Ваксель посмотрел на него презрительно, но к совету прислушался.

– Залп выше голов! – скомандовал он.

Грохот выстрелов ошеломил дикарей. Они отпустили пленников и попадали на землю. Вся троица, воспользовавшись удобным моментом, кинулась в волны и вскоре уже сидела в шлюпке.

– Гребите к кораблю! – Ваксель всё ещё опасался, что островитяне начнут их преследовать.

– Ясырем[96] у нехристей всё равно не остался бы! – запоздало хорохорился Лепёхин, хотя его потрясывало и от пережитого страха, и от купания в море. – Убёг бы, вот вам крест, братцы!

– Благодари Бога, Лепёха, что дикари эти огненного боя вовек не видывали, а то бы оне тя нынче на ужин изжарили…

– Был Лепёхин, а стал Окороков! Ха-ха-ха! – беззлобно потешались матросы, налегая на вёсла и косо поглядывая в сторону берега.

Но погони не было.

Матросы «Святого Павла» вшестером, подбадривая друг друга, поднимали из трюма бочку с водой.

– Васька, слышь! Мы же такую прежде втроём запросто ворочали…

– Ослабли, Кольша… Откудова силам взяться? Почитай третью неделю на однех сухариках живём… Эх, чарочку казёнки бы!

– Скажешь тоже, казёнки… Щец бы горяченьких, да досыта!

– А ну, робяты, кончай базар! Навались!

– Ухнем! Ещё чуток!

Они выволокли бочку наверх, прошли по палубе несколько шагов.

Налетевший шквал резко качнул пакетбот. Бочка выскользнула из рук. Ударилась о палубу. Лопнули железные обручи…

Глядя, как драгоценная влага через шпигаты[97] стекает в океан, Чириков вздохнул:

– Парадокс: воды немерено кругом, а не напьёшься…

Вспомнилось, как приезжал после свадьбы с молодой женой Наташей в подмосковное именье её родителей, как ходили с ней на Истру. Июльский день был таким жарким, что, казалось, не кузнечики, а трава звенит от зноя. Наташа скинула платье, распустила по плечам густые золотые волосы, на солнце отдающие медью. Осталась в тонкой полотняной сорочке. Попробовала узкой, красиво изогнутой ступнёй воду и медленно вошла в реку:

– Вода тёплая, как парное молоко!

Чириков жадными, восхищёнными глазами глядел, как постепенно намокает подол сорочки, облепляя икры, бёдра, прорисовывая весь её гибкий и желанный стан.

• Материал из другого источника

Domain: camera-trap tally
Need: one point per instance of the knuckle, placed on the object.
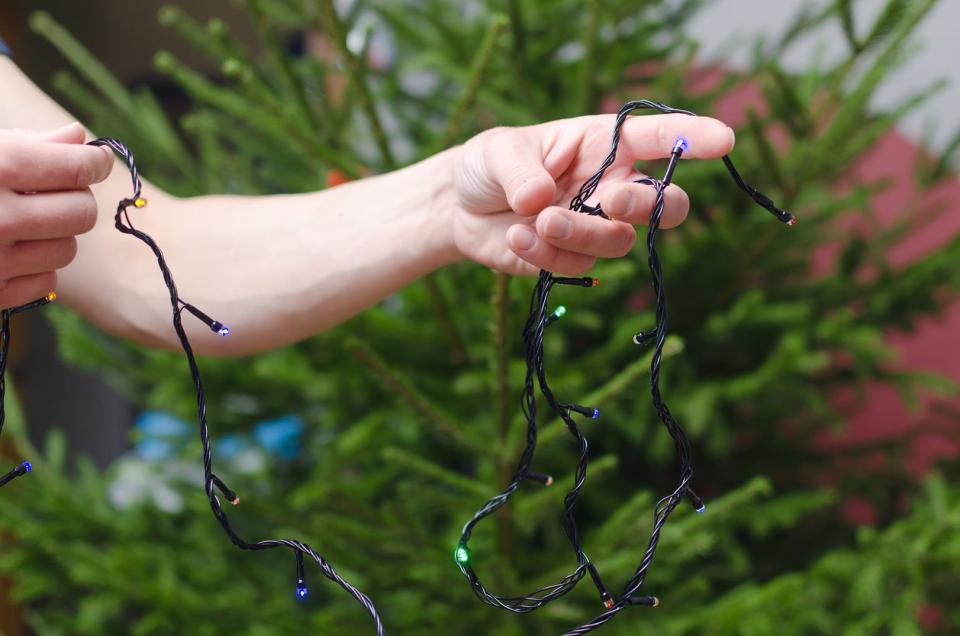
(7, 166)
(81, 174)
(64, 253)
(86, 212)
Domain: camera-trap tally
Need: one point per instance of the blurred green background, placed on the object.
(375, 441)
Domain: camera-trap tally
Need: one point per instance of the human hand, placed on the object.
(45, 202)
(509, 181)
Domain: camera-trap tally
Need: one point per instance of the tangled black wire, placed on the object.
(24, 467)
(533, 334)
(211, 481)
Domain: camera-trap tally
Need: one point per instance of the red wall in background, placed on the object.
(935, 344)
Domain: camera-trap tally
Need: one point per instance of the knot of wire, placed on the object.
(212, 482)
(533, 337)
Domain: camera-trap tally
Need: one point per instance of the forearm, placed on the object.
(275, 269)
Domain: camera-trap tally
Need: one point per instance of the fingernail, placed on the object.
(557, 227)
(523, 238)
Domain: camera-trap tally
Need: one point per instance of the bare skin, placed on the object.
(278, 269)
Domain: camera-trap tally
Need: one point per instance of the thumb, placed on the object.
(70, 134)
(515, 162)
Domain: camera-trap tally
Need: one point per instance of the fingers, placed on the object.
(526, 244)
(653, 136)
(36, 257)
(30, 165)
(633, 203)
(585, 234)
(24, 289)
(69, 134)
(46, 215)
(514, 159)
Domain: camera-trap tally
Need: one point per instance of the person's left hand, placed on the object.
(509, 181)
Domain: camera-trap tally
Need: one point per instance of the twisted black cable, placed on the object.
(533, 333)
(211, 481)
(24, 467)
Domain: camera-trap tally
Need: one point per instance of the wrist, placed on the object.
(435, 175)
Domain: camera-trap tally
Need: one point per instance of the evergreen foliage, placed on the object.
(411, 409)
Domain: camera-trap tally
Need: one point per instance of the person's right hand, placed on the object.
(45, 202)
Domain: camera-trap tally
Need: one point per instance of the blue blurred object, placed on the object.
(280, 436)
(230, 445)
(160, 434)
(153, 449)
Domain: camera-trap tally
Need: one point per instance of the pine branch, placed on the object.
(395, 384)
(357, 76)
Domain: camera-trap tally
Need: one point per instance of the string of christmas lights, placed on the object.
(24, 467)
(533, 335)
(211, 481)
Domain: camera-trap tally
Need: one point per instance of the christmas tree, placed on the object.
(376, 440)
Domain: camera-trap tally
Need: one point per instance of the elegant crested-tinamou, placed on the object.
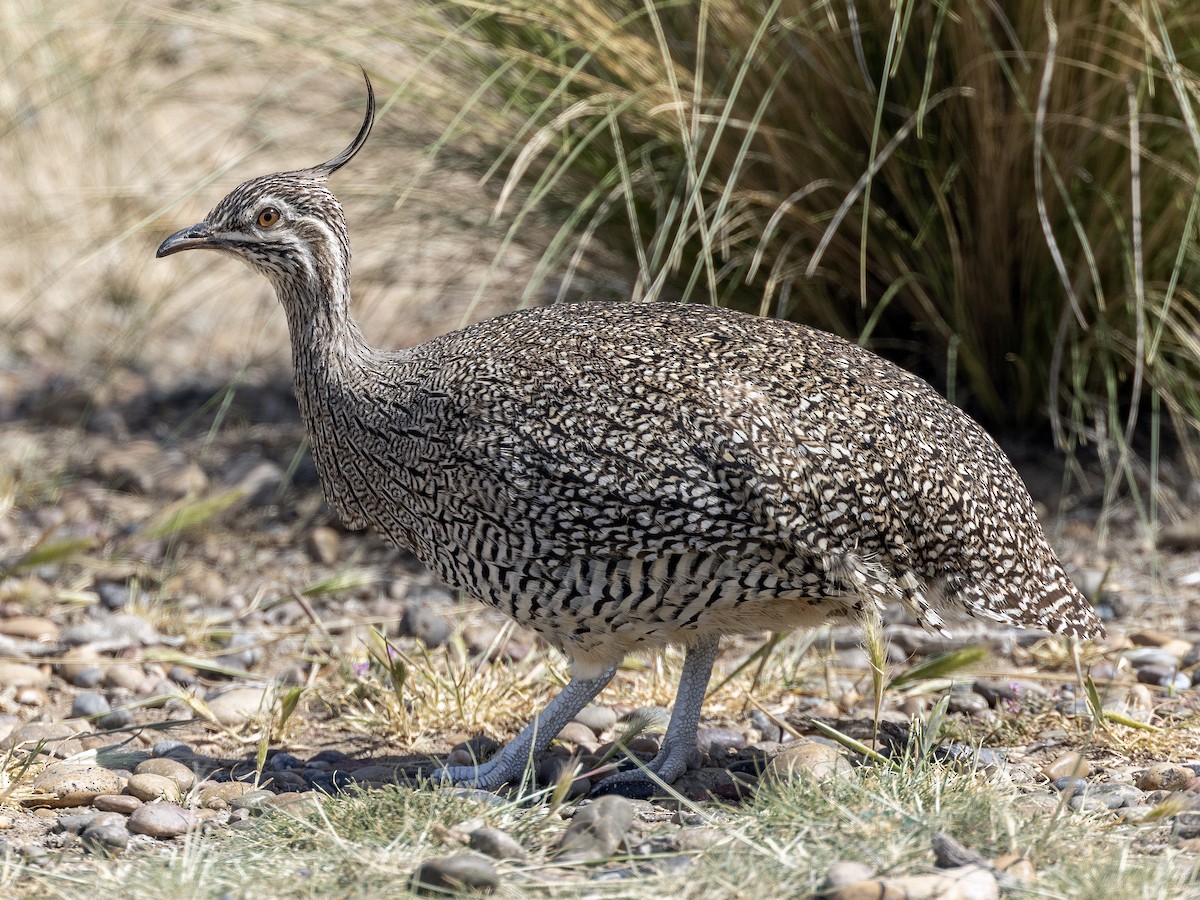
(623, 477)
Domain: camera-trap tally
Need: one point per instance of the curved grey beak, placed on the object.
(197, 235)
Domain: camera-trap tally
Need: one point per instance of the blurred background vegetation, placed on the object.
(1001, 197)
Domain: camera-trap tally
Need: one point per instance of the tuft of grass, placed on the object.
(1002, 199)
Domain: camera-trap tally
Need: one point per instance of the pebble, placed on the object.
(108, 837)
(162, 820)
(807, 759)
(1069, 763)
(597, 831)
(120, 803)
(426, 624)
(1164, 677)
(966, 702)
(598, 718)
(1164, 777)
(324, 544)
(30, 628)
(217, 795)
(497, 844)
(58, 737)
(241, 705)
(61, 785)
(18, 675)
(577, 733)
(1105, 797)
(172, 749)
(845, 873)
(89, 703)
(117, 719)
(154, 787)
(79, 667)
(966, 882)
(460, 873)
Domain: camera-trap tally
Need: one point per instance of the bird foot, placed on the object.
(485, 777)
(670, 763)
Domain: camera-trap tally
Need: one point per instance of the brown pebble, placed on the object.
(154, 787)
(219, 793)
(120, 803)
(162, 820)
(1069, 763)
(175, 771)
(1164, 777)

Она окунулась. Обернулась к нему и медленно пошла к берегу. Мокрая сорочка облепила её грудь и живот. Чириков покраснел, но не отвернулся. Она засмеялась звонко, ладошками зачерпнула воду и плеснула в него.

Брызги обожгли разгорячённую кожу…

– Алексей Ильич, ваше высокоблагородие! Вам дурно? – вернул его к реальности голос Елагина.

Чириков очнулся и увидел, что стоит, прислонившись к фок-мачте, а Елагин поддерживает его, крепко обхватив за плечи.

– Вы едва не упали, Алексей Ильич, – извиняясь за невольное панибратство, сказал штурман. – Прошу вас, пройдите к себе… – и приказал вахтенному матросу: – Проводи господина капитана в каюту!

Чириков недужил уже несколько дней, но держался, старался не подавать виду. Скорбут, будь он неладен, вывел из строя половину команды. Влёжку лежат Плаутин и Чихачёв. И всё из-за отсутствия свежей воды! Запасы не удалось пополнить даже тогда, когда у неизвестного острова к «Святому Павлу» на кожаных лодках подплыли местные жители. Они приняли в подарок несколько ножей, но пузыри с питьевой водой взамен так и не отдали…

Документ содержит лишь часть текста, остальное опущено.